The researchers have uncovered the precise molecular process by which Botox toxin is able to gain entry into the neurons in the brain.
In a remarkable study, the researchers Professor Frederic Meunier and Dr. Merja Joensuu from University of Queensland, Australia have been able to unravel how the Botox toxin, which can block nerve functions and lead to muscular and respiratory paralysis, is able to enter the brain.
Millions of individuals across the world use Botox every day, making it one of the most popular cosmetic procedures. However, a small percentage of those procedures result in adverse reactions.
This does not come as a surprise as Botox, also known as botulinum toxin type A, is the most toxic biological compound known which is produced by the bacterium Clostridium botulinum. The bacteria is commonly found in soil, water, on plants as well as in the intestinal tracts of animals. In fact, the toxin or the ‘miracle poison’ is so potent that just a few teaspoons of it would be enough to kill millions of people.
Botox entry in the Brain
The study which was published in The EMBO Journal sheds light on how the toxin may be able to accomplish this. The scientists discovered that this ability is conferred to the toxin by its ability to hijack a receptor complex.
With the help of super-resolution microscopy, the researchers were able to show that a receptor called Synaptotagmin 1 binds to two other earlier known clostridial neurotoxin receptors to form a small complex that sits on the plasma membrane of neurons, as explained by Professor Fredric Meunier, the neurobiologist of University of Queensland.
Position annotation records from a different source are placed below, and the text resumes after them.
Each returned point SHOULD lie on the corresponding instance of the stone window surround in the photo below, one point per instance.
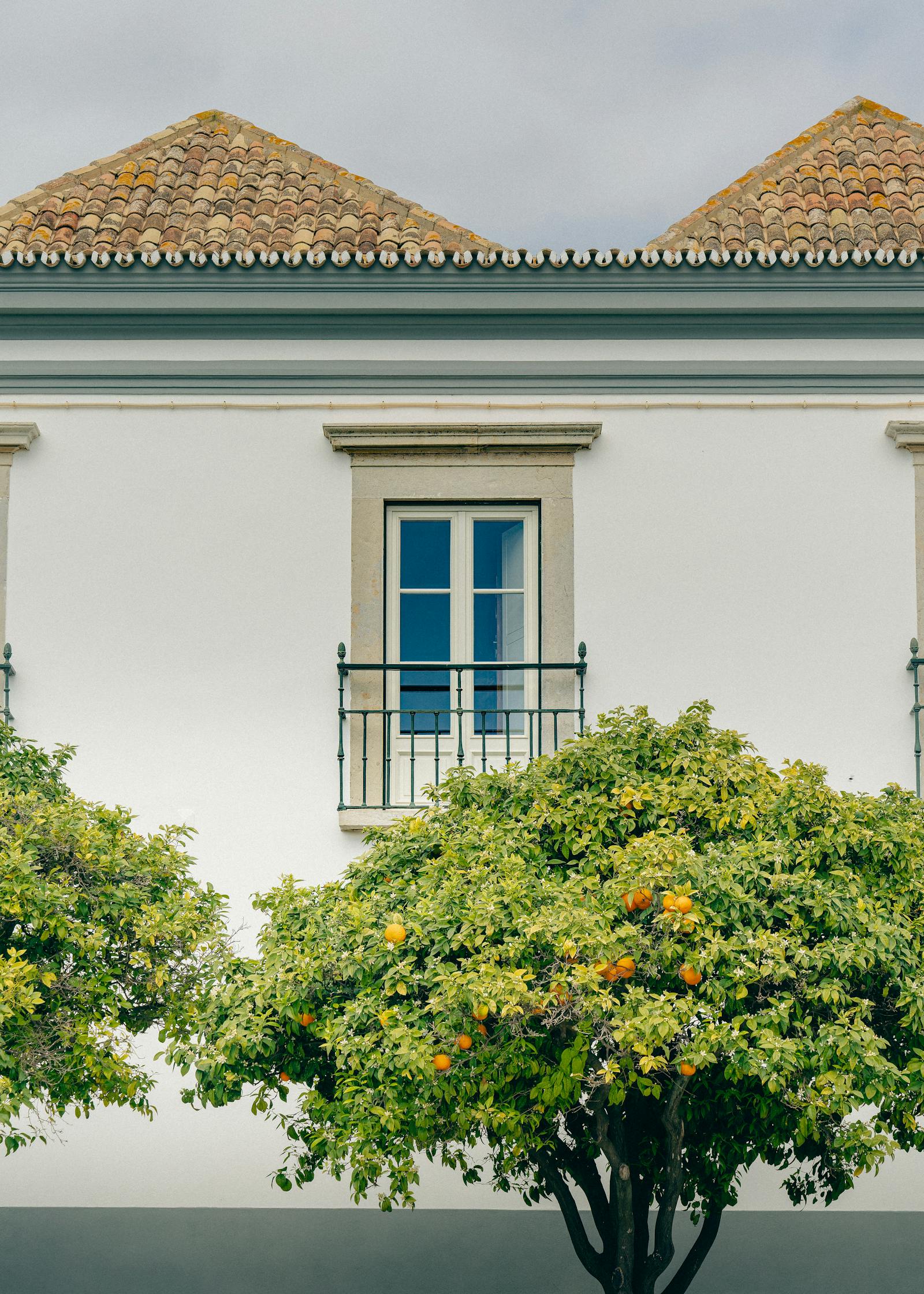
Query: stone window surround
(13, 438)
(453, 462)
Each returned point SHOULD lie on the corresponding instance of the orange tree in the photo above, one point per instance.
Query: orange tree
(616, 979)
(103, 935)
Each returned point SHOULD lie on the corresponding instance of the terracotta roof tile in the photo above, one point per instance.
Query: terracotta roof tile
(217, 181)
(851, 181)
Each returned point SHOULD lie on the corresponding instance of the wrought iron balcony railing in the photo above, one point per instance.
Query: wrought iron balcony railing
(914, 665)
(403, 724)
(7, 667)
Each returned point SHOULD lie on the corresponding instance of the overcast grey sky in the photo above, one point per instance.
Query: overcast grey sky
(561, 123)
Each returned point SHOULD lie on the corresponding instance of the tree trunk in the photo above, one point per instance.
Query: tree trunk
(685, 1274)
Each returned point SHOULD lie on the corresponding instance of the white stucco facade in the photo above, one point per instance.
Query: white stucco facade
(179, 581)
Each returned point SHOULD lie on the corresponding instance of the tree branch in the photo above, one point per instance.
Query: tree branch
(663, 1252)
(589, 1257)
(611, 1140)
(683, 1278)
(584, 1172)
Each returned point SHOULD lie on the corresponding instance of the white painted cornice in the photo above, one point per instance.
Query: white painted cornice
(907, 435)
(463, 438)
(17, 435)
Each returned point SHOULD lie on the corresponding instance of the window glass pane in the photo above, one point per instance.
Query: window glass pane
(497, 691)
(425, 627)
(498, 627)
(426, 693)
(498, 554)
(425, 556)
(425, 635)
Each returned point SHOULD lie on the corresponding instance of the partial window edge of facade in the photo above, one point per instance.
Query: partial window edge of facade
(13, 438)
(910, 435)
(464, 464)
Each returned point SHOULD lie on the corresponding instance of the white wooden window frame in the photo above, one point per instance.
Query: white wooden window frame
(461, 634)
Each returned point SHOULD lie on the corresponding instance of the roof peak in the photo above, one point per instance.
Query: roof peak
(754, 181)
(193, 165)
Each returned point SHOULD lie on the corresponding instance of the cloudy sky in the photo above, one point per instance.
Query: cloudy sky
(560, 123)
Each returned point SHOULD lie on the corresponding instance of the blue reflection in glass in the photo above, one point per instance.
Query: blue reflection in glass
(425, 554)
(498, 554)
(425, 635)
(425, 627)
(498, 627)
(497, 691)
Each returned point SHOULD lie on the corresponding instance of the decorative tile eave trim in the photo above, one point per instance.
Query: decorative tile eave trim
(386, 441)
(614, 259)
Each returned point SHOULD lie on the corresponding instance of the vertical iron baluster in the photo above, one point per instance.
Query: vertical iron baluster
(582, 672)
(386, 734)
(460, 753)
(915, 709)
(366, 753)
(540, 708)
(341, 672)
(413, 720)
(386, 769)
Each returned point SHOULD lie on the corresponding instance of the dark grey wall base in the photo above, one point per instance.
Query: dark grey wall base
(453, 1252)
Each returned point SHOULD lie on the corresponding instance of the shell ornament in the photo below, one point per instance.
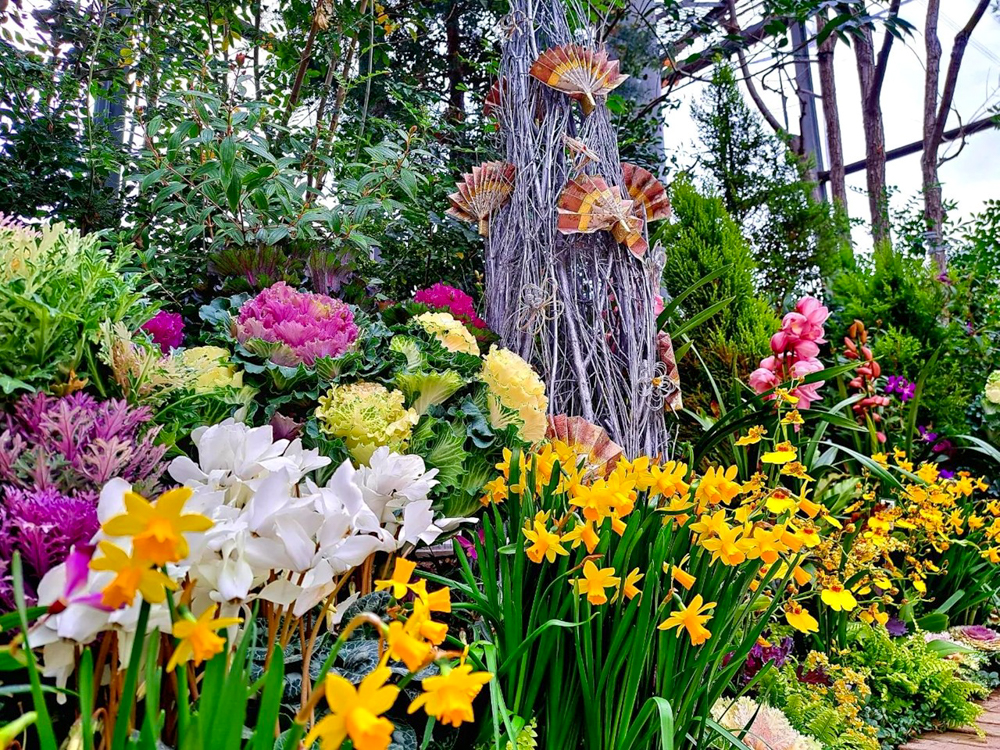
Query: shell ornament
(582, 73)
(647, 191)
(587, 440)
(481, 193)
(588, 205)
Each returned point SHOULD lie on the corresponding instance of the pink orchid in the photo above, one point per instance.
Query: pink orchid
(77, 568)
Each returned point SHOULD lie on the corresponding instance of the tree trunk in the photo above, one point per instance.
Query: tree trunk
(871, 111)
(936, 113)
(933, 204)
(831, 115)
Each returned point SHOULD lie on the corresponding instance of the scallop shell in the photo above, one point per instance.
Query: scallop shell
(646, 191)
(582, 73)
(481, 193)
(588, 205)
(582, 153)
(665, 347)
(585, 439)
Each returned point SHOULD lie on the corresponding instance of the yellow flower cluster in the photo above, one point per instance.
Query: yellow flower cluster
(450, 332)
(157, 532)
(357, 713)
(733, 522)
(887, 547)
(515, 387)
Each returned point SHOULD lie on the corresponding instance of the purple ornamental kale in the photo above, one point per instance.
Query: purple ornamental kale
(166, 330)
(764, 651)
(75, 444)
(43, 525)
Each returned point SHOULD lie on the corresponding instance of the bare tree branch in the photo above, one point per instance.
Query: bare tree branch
(883, 54)
(954, 65)
(747, 78)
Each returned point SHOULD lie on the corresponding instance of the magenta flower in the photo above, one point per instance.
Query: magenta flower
(166, 330)
(796, 350)
(75, 444)
(300, 327)
(74, 588)
(458, 303)
(43, 525)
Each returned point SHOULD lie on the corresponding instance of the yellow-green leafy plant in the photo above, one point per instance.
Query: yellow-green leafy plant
(366, 416)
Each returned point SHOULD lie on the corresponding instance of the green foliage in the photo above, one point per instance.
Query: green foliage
(764, 187)
(57, 289)
(913, 688)
(910, 314)
(814, 708)
(702, 240)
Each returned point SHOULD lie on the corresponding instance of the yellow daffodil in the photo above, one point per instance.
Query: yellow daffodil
(710, 525)
(594, 581)
(420, 622)
(495, 491)
(692, 619)
(629, 587)
(133, 575)
(583, 533)
(838, 598)
(753, 436)
(356, 713)
(545, 544)
(157, 529)
(595, 501)
(717, 487)
(404, 645)
(795, 469)
(782, 454)
(668, 479)
(198, 639)
(729, 546)
(800, 619)
(793, 417)
(399, 582)
(680, 575)
(448, 696)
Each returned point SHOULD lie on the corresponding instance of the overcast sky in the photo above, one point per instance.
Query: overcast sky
(972, 178)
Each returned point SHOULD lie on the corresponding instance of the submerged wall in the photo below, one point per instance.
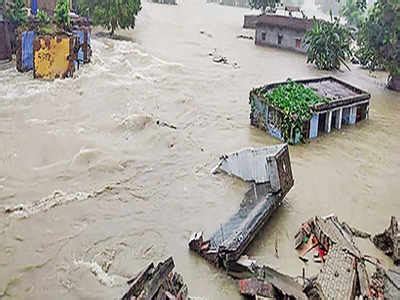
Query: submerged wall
(288, 38)
(24, 55)
(53, 57)
(84, 44)
(5, 42)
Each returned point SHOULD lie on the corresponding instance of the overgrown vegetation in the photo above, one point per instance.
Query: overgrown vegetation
(43, 17)
(380, 38)
(61, 14)
(111, 14)
(16, 12)
(293, 100)
(354, 12)
(328, 44)
(263, 4)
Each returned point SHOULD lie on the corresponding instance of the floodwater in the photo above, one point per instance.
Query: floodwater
(104, 188)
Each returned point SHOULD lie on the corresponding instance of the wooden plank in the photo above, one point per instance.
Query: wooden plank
(138, 282)
(159, 275)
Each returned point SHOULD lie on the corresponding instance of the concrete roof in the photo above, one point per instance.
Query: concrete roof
(285, 21)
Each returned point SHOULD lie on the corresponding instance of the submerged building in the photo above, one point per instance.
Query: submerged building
(5, 41)
(281, 31)
(341, 104)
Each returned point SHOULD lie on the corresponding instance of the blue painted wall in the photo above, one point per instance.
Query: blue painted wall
(28, 38)
(314, 126)
(81, 35)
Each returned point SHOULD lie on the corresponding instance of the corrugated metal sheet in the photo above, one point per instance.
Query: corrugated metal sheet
(25, 51)
(53, 57)
(250, 164)
(85, 52)
(5, 43)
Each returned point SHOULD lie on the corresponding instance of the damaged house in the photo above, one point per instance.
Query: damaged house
(5, 41)
(294, 111)
(269, 173)
(281, 31)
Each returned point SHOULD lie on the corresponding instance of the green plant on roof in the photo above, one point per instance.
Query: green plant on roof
(328, 44)
(61, 14)
(16, 12)
(294, 101)
(43, 17)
This complex formed of the three receptors, is hijacked by the toxin, which then enters the synaptic vesicles that store the neurotransmitters necessary for the communication between neurons. Mainly, the release of the neurotransmitter acetylcholine is inhibited post the infection, causing the communication between nerves and muscle cells to be disrupted by Botox, which eventually results in paralysis. The symptoms of botulism include but are not limited to dilated pupils, double vision, hazy vision, drooping eyelids, slurred speech, difficulty swallowing, dry mouth, and muscle weakness.
The triple combination
The researchers demonstrated that this triple receptor combination is necessary for the Botox toxin to enter the neuron and get access into the brain. The toxin was unable to enter when it was bound to only one of the receptors. The cell developed a tube to let in the toxin but never broke from the surface when the scientists completely eliminated one of the receptors -the Syt1 receptor. One can imagine it to be similar to blowing bubbles, but with the bubble remaining attached to the wand.
The grave news is that it isn’t like only the individuals opting for such cosmetic procedures are the only ones at risk due to a dosage of Botox injection, but anybody can be prone to this infection as the bacteria that produces this toxin can be present in the food, or can be breathed in through soil particles or water. It can also possibly enter the wounds in case of unfortunate events.
Though currently there are antitoxins available, nevertheless the disease known as botulism still claims the lives of about 7% of those who contract it.
How the study may be helpful
The research team is hopeful that the new findings may lead to more effective disease therapies. Professor Meunier explained that now interactions between any two of the three receptors can be inhibited to prevent the lethal toxins from entering neurons since a better understanding of how this complex permit toxin internalization has been developed.